Saw Dunkirk today and was suitably impressed.
I tried not to "over review" myself about this movie before I saw it, but I did see enough from them to agree with these observations that have already been made:
* it's very Nolan, with its use of different narrative time lines cut together;
* If comparing it to the work of another director, Kubrick does come to mind, partly because of the very innovative score (as with Kubrick's crucial use of music in 2001), but also because of a certain emotional coolness that comes with how they both handle character. I think in both directors there is always something of an awareness that the characters are mainly to serve a story, rather than to be an emotional anchor for the viewer. (Some critics somewhere will have explained this clearer, but that will do for now.) This is not necessarily a bad thing in a movie, although I would say it is entirely the reason I thought Full Metal Jacket was terrible. It's more of an observation - a Kubrick movie can be fantastic and memorable regardless (2001, The Shining.)
* Perhaps the very best thing about it is that which attracted everyone's attention as soon as the first trailer appeared - the realism that comes with using real boats, ships and planes.
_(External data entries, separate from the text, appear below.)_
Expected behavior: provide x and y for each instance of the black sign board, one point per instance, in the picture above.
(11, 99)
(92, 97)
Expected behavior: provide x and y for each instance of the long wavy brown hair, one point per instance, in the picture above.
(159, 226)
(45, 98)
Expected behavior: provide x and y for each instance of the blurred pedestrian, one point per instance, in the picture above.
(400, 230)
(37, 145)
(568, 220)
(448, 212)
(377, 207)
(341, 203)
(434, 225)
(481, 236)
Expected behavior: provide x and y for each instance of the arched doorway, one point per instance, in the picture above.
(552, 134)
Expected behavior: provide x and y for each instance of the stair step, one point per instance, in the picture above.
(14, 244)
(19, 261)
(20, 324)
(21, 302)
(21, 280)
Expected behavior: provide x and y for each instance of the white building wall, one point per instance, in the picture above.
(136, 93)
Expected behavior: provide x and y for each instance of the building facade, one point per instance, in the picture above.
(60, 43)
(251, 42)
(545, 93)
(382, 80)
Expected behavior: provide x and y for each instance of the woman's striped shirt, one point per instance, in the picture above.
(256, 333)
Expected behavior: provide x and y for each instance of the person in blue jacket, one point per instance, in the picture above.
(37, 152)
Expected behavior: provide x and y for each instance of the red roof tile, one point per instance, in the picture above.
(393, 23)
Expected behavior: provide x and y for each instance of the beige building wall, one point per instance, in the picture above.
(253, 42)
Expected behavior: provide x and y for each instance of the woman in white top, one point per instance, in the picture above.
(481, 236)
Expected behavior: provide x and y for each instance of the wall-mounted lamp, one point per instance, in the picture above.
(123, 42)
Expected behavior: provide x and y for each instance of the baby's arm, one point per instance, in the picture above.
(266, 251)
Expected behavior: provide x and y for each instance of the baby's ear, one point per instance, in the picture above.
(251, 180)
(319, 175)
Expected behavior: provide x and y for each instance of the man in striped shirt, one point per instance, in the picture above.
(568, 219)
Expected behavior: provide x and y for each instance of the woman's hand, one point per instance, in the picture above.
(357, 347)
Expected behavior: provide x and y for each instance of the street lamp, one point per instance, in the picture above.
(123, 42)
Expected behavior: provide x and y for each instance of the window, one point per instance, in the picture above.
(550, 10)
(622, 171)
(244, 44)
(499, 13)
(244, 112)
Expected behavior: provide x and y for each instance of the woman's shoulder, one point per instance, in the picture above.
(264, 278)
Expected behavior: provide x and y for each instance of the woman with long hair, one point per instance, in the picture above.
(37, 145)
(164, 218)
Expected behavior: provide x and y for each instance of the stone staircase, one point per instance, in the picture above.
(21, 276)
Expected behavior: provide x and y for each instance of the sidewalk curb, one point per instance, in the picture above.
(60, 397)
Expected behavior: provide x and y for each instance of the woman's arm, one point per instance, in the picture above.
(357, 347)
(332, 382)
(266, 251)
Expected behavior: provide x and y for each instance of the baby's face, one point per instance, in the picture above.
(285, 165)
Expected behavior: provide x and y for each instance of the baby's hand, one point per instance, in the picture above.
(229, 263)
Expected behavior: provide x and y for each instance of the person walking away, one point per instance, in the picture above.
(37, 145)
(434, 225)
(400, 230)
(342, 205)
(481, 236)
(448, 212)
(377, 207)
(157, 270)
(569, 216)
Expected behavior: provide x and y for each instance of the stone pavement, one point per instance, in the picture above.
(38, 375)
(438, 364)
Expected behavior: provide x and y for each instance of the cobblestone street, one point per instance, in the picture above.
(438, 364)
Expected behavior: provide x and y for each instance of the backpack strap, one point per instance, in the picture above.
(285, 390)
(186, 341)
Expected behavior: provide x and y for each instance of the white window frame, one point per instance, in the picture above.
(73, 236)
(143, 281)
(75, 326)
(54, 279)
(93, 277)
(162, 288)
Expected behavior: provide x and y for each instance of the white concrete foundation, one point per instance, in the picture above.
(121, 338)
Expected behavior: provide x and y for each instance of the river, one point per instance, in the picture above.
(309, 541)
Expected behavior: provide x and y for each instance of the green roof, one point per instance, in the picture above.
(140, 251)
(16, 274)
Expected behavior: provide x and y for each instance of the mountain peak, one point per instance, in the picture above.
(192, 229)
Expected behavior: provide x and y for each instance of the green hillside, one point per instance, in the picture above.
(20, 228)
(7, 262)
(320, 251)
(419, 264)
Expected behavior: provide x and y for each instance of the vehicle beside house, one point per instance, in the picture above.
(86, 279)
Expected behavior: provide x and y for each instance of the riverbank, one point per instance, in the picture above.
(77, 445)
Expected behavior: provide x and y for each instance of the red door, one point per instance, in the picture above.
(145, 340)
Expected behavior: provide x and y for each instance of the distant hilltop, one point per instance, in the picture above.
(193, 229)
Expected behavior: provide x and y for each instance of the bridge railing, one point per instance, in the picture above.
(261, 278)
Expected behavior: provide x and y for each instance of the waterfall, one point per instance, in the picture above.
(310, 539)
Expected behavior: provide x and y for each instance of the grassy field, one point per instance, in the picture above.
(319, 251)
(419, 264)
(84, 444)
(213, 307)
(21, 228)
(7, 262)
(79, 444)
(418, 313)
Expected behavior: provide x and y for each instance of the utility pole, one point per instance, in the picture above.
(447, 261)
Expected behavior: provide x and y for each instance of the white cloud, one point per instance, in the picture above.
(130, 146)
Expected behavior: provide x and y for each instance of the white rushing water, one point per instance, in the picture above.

It looks for all the world like a film made with nearly no CGI effects, and it's a great reminder of how that be can be a fantastic thing in a movie.
I was also pleased to read the Slate article about its historical accuracy after I saw it, and found that there is very little that is objectionable from a historical perspective. (There was one minor detail that I found jarring, but I won't mention it here just in case it bothers someone reading who hasn't seen it yet.)
But, yeah, a pretty great film, and I hope it gets rewarded with generous box office success.